The differential equations can solved numerically as described in Chapter 11 and also by Monte Carlo integration, see Section 2.2. Instead of these approaches, a discrete Monte Carlo simulation will be used to describe how a disease is transmitted and which does not involve integrating the differential equations.

Suppose that just one student becomes infected with flu and then transmits his infection to others; some older students have already had the infection and are immune, while all the others are susceptible to catching it. If there are 1000 students and each day 1 person at random can become infected, provided they are not immune, calculate;

(a) The number infected, and the number susceptible day by day for a period of 40 days. Assume that \(1\)% are initially immune and that each student has a probability of \(0.2\) of recovering each day after being infected. Calculate also the size of the epidemic, which is the number in the removed category.

(b) Repeat the calculation with different fractions of immunized persons and rationalize your results.

(c) In some diseases, such as colds and influenza, after becoming infected a person is again susceptible; a minor change to the algorithm allows for this. Show that the infection persists.

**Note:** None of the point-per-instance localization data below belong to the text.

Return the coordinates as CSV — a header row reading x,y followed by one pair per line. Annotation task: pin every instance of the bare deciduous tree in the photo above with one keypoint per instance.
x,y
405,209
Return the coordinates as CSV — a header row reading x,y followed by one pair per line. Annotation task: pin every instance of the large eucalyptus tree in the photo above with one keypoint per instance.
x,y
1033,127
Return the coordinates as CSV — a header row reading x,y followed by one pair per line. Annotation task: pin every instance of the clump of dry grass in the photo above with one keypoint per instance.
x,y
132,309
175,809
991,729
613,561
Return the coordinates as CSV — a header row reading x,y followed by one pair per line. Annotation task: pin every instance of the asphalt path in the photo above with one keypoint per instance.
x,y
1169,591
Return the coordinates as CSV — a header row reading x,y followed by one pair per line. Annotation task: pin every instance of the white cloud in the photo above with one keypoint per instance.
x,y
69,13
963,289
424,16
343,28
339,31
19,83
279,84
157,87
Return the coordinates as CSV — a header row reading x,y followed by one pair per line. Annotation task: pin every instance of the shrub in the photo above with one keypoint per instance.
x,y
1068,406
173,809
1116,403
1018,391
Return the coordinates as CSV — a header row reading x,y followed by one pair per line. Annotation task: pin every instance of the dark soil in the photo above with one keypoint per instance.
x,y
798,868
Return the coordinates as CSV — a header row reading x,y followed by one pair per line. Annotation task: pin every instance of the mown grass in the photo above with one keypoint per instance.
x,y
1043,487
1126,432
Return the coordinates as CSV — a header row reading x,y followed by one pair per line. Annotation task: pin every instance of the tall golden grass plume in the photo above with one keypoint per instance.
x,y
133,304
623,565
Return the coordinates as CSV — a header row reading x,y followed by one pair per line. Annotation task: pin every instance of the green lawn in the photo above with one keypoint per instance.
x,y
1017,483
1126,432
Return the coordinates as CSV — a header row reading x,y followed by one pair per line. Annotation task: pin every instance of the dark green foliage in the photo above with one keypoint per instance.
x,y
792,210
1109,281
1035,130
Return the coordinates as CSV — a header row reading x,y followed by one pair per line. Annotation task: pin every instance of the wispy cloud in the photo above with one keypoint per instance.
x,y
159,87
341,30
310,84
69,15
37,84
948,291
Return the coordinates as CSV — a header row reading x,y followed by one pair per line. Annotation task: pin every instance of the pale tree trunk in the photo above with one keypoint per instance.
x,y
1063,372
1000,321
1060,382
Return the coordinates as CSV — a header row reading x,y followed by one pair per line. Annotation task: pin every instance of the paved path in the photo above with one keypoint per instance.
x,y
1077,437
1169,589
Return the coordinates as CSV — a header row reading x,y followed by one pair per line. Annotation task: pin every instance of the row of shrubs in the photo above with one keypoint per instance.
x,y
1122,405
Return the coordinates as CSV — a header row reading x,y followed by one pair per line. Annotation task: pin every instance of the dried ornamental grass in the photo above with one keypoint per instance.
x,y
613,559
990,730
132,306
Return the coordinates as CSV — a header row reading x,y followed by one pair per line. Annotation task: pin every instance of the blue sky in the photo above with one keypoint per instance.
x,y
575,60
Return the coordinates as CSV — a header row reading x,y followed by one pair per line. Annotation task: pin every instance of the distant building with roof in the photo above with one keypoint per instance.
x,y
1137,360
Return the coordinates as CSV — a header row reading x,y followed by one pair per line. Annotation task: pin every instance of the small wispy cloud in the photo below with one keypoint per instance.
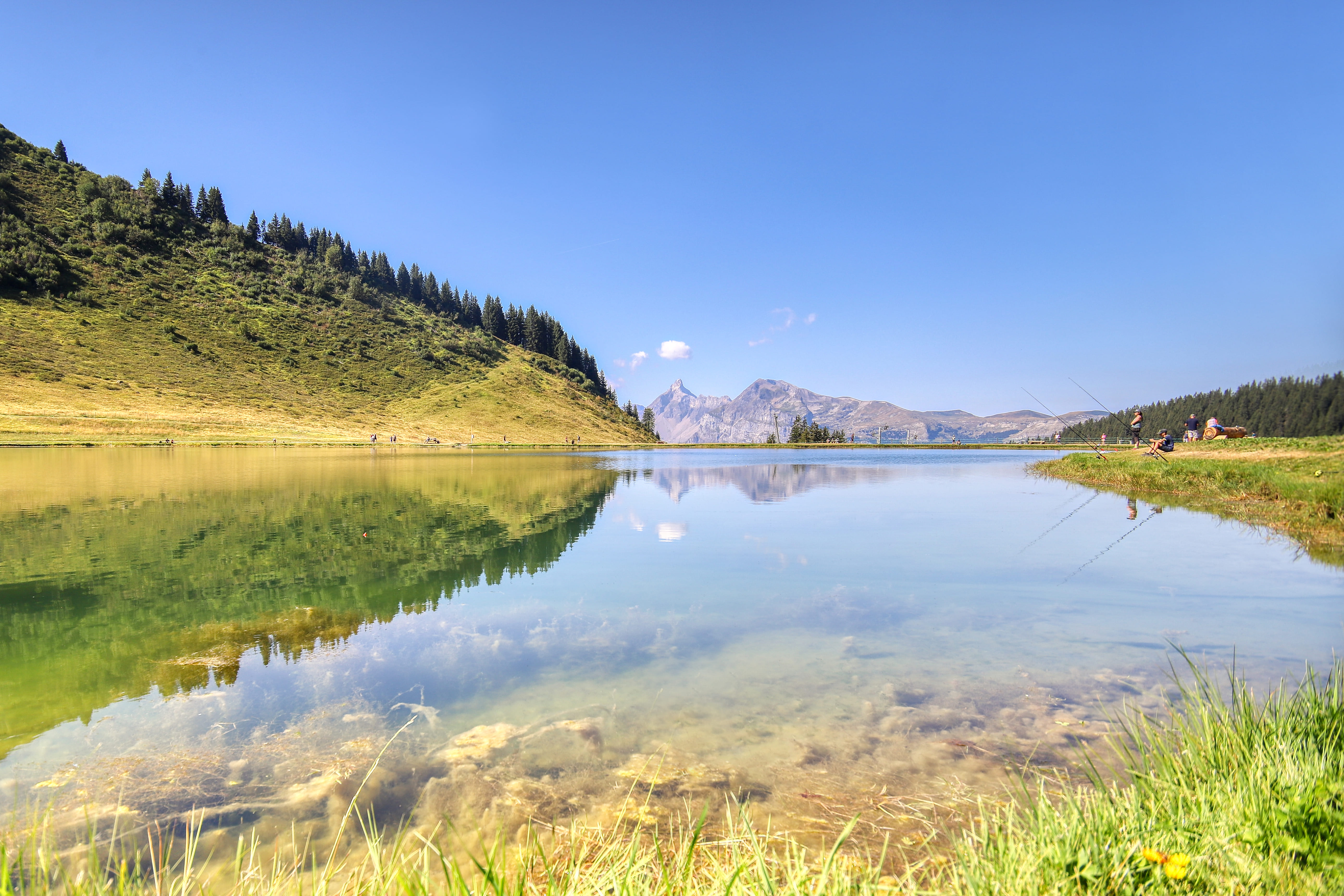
x,y
675,351
786,319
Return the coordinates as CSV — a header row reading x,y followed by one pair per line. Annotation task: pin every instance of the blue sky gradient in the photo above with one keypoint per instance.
x,y
969,198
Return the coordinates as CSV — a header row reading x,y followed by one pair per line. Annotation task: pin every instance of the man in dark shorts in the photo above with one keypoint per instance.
x,y
1136,428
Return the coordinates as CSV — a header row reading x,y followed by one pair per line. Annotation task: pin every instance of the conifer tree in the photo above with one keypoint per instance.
x,y
514,324
431,289
217,206
471,312
417,285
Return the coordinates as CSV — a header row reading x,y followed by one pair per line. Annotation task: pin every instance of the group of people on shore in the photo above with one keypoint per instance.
x,y
1165,443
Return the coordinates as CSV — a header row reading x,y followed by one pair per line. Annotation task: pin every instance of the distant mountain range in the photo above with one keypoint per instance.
x,y
686,417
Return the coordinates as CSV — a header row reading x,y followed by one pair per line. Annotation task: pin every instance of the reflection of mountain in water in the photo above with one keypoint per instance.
x,y
120,588
769,481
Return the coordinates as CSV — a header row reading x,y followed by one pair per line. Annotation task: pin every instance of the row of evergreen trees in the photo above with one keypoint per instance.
x,y
1284,408
803,432
531,330
647,421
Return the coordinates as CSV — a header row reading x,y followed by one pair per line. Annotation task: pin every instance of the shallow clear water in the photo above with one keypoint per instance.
x,y
603,636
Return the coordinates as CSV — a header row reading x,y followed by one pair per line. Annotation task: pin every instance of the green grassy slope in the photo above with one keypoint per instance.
x,y
121,319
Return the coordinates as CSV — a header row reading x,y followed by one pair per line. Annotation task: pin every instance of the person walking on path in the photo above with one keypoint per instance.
x,y
1136,428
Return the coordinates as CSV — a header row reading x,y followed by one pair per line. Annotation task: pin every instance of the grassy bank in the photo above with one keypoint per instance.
x,y
1295,487
1225,794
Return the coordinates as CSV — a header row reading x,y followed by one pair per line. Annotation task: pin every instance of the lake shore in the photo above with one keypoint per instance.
x,y
1295,487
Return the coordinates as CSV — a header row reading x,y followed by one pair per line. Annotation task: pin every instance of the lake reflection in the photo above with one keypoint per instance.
x,y
607,636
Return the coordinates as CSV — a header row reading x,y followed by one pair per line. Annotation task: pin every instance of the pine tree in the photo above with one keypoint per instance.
x,y
217,206
417,285
533,331
471,312
514,322
431,289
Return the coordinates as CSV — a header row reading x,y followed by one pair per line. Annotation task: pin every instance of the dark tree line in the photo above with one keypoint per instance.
x,y
647,421
804,432
1284,408
531,330
115,211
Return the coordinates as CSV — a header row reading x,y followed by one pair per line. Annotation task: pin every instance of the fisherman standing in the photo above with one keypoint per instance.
x,y
1136,428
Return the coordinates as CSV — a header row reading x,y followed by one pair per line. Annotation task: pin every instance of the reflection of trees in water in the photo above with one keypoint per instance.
x,y
768,481
109,598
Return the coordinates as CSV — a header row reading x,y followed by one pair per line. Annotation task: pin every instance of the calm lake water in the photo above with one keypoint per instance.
x,y
600,636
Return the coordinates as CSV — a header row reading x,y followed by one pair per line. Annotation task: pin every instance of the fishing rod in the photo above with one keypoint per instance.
x,y
1096,495
1154,452
1156,511
1066,425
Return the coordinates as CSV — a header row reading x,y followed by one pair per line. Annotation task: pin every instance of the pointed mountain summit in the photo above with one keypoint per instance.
x,y
685,417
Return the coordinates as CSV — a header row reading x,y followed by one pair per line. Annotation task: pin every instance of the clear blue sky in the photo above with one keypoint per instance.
x,y
969,198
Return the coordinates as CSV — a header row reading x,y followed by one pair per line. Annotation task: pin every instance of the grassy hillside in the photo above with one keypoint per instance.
x,y
126,319
1291,486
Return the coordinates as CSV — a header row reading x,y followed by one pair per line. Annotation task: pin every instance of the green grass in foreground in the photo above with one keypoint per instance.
x,y
1292,486
1238,794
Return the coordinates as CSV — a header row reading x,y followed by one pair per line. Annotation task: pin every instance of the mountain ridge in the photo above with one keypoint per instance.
x,y
135,314
682,416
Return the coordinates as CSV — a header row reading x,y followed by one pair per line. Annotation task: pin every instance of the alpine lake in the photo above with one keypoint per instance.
x,y
229,639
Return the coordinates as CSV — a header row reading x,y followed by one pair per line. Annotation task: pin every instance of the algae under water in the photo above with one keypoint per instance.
x,y
618,637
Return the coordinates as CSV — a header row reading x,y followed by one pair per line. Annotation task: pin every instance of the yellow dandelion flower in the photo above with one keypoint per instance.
x,y
1175,871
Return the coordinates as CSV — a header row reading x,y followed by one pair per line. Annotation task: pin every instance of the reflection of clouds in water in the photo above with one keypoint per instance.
x,y
671,531
769,481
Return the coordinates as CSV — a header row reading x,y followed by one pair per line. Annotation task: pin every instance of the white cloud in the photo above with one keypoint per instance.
x,y
671,531
674,351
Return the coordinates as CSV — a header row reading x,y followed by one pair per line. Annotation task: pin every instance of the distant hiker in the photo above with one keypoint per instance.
x,y
1136,426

Strategy: There are three types of students; immunized, susceptible, and infected. Initially, one student is infected out of \(1000\) students. The calculation can be set up by choosing, at random, \(10\) students, which is \(1\)% of the total to represent the immune students and then one more of those who are not immune to be the initially infected student. To do this, an array is defined to represent the state of each student and which contains integer values to represent one of the three states; for example, 2 = infected, 1 = susceptible, and 0 = immune. The number infected is found by summing up all those members of the array with a value of 2. The progress of time is represented by a for loop from \(1 \to 40\). The calculation should be repeated to average a number of initial distributions of infected and immune persons.

The method is

(1) Define constants and parameters, number of students and so forth.

(2) Choose at random those to be immune and one to be infected initially; do not choose anyone that is immune.

(3) Make one ‘for’ loop over the number of repeat calculations; inside this, make a second ‘for’ loop to range over the number of students. In this latter loop

\(\quad\)(i) If an infected student is found, choose two more at random and infect them if they are not already immune. This is the first step \(S \to I\) and depends on both S and I and the rate constant \(k_2\) per day.

\(\quad\)(ii) Choose a random number in the range \(0 \to 1\), and if less than the chance of recovery, choose a student at random and if already infected, make immune. This is the removal step with rate constant \(0.2\)/day, and depends only on those infected.

\(\quad\)(iii) End the loop over the number of students.

(4) Add up the number of students infected and store the results.

(5) End the repeat loop.

Q17 Autocatalytic reaction#

Modify the algorithm in the autocatalytic reaction example (or fire spreading) to include the four nearest diagonal points as well as those along the same row and column. The relative rate should be \(50\)%, at a fraction \(0.5694\) if a large grid is chosen. Allow trees to burn out during each cycle, so becoming gaps, and calculate the number burning as a fraction. Then do similar calculations on a triangular or hexagonal lattice, which is harder.